There are many voices from the past that would lead one to accept the broadest, grandest view of Rembrandt. It is difficult to comprehend how the academics missed them.
J.von Sandrart wrote – he was fascinated by every manifestation of art…..he made skillful use of reflections…….his subject matter was usually taken from everyday life…etc
F.Baldinucci wrote – one can barely make out the other figures from one another though they had all been painted from life and with great care…the knowledge that his prospective clients had to sit for him for two or three months caused few people to commission him…etc
A.Felibien wrote – how one can get any satisfaction from looking at such badly finished pictures….so gross as to make one believe that it is only half-sketched etc.
R.de Piles wrote – he himself said that his art was the imitation of nature and, since this included everything, he collected ancient suit of armour, ancient musical instruments, old clothes and a multitude of ancient, embroidered cloths,… all one finds (in Rembrandt) is what the character of his country, filtered through a vivid imagination, is capable of producing….he had a wonderful talent for reproducing concrete subjects…..Even though his outlines may not be correct. His drawings themselves are full of sensitivity etc
A.Houbraken wrote – so many variations and so many different aspects of one and the same subject. This was the result of careful observation…..with his tendency to change and turn to some new experience. He only half finished a great number of his paintings, and a still greater number of his etchings. Only the ones he did finish can give us any idea of the beauty we could have expected from his works had he completed them as he started them. Etc

One could go on and on there is so much evidence of the great, experimental Rembrandt that I have rediscovered, as opposed to the small-minded, less interesting “leaner, fitter Rembrandt” favoured by the experts. What were all those old clothes for if not to equip his models? Every one of his contemporaries tells the same story that favours my interpretation of the facts and the interpretation of previous scholars.

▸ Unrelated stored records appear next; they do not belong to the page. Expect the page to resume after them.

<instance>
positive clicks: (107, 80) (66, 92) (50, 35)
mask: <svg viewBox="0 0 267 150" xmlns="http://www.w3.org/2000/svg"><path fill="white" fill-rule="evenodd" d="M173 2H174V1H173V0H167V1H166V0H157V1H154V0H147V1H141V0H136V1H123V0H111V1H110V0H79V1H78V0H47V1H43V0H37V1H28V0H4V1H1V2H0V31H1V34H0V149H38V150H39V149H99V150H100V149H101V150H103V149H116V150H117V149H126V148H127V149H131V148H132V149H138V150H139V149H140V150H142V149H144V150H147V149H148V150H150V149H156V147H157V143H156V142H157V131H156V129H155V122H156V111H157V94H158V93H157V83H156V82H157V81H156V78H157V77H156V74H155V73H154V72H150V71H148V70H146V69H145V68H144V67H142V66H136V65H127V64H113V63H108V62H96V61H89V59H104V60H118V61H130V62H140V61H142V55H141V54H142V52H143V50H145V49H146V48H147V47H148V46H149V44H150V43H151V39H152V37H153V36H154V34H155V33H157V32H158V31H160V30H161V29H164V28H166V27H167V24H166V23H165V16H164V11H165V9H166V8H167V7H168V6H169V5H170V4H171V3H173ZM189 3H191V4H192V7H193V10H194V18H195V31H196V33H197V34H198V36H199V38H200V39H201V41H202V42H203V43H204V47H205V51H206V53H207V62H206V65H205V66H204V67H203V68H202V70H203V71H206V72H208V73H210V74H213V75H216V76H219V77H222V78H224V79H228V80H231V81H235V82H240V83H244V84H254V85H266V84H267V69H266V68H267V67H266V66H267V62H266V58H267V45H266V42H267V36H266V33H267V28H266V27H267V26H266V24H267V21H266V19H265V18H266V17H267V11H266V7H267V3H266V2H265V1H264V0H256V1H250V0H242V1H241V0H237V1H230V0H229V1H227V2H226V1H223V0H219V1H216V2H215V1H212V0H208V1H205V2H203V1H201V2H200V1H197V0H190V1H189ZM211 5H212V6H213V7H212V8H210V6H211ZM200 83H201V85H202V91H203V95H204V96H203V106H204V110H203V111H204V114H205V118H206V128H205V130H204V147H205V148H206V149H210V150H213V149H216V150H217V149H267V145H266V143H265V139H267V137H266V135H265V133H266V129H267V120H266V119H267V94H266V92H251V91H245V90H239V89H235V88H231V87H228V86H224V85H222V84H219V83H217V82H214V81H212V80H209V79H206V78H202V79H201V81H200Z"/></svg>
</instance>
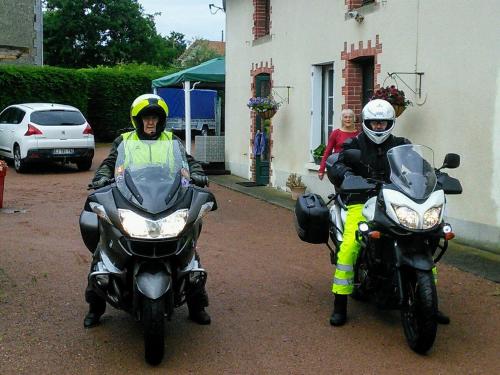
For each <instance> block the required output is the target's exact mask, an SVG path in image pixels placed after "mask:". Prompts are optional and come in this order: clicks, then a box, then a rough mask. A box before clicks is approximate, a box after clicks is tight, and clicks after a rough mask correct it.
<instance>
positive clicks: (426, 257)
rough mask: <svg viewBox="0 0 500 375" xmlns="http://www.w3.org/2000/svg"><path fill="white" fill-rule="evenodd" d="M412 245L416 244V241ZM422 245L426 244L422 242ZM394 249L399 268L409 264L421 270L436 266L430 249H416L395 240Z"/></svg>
mask: <svg viewBox="0 0 500 375" xmlns="http://www.w3.org/2000/svg"><path fill="white" fill-rule="evenodd" d="M412 246H415V242H413V245H412ZM421 246H424V245H423V244H421ZM394 250H395V251H394V253H395V256H396V267H398V268H401V267H403V266H409V267H411V268H414V269H417V270H421V271H430V270H432V268H434V260H433V259H432V255H431V253H430V251H429V250H428V249H419V251H415V249H412V248H411V247H405V246H404V245H401V244H399V243H398V242H397V241H395V243H394Z"/></svg>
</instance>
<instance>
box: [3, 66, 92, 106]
mask: <svg viewBox="0 0 500 375" xmlns="http://www.w3.org/2000/svg"><path fill="white" fill-rule="evenodd" d="M87 91H88V82H87V77H86V76H85V75H84V74H82V73H81V72H79V71H77V70H70V69H61V68H53V67H43V68H40V67H33V66H11V65H2V66H0V111H1V110H3V109H4V108H5V107H6V106H8V105H11V104H20V103H35V102H43V103H46V102H48V103H60V104H69V105H73V106H75V107H77V108H78V109H80V110H81V111H82V112H83V113H84V114H86V113H87V97H86V93H87ZM82 93H83V95H82Z"/></svg>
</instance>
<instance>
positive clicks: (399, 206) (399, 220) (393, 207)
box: [392, 205, 418, 229]
mask: <svg viewBox="0 0 500 375" xmlns="http://www.w3.org/2000/svg"><path fill="white" fill-rule="evenodd" d="M392 207H393V208H394V212H396V216H397V218H398V220H399V223H400V224H401V225H404V226H405V227H407V228H410V229H417V228H418V213H417V212H416V211H415V210H412V209H411V208H410V207H406V206H395V205H393V206H392Z"/></svg>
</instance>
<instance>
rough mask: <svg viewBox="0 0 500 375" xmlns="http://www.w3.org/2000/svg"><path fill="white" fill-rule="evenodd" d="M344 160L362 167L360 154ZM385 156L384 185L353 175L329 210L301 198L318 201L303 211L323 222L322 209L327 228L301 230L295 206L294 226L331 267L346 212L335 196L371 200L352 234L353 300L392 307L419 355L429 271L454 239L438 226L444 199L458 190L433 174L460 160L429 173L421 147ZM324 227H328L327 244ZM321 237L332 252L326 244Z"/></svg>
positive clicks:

Among the epithets flung at me by Van der Wetering at our encounter was “you hate art historians” in fact I feel very sorry for them. POOR, BLIND , MICE, one might say – but they are dangerous – somehow they have got hold of the “carving knife” that guides our culture. Probably because they produce unanimous decisions on very expensive art objects, where artists could be guaranteed to argue. We would be better off with the discussion. The unanimity is due to the hierarchical constitution of art history, sticking together for strength; it works! But has caused disaster.

They have stuck together successfully stopping me reaching a wider public in spite of my superior evidence (for 36 years). This could constitute reason for hate, were not my character so charitably inclined to sympathy. One should be allowed to go on criticizing an institution that is damaging to us all, without accusations of hate.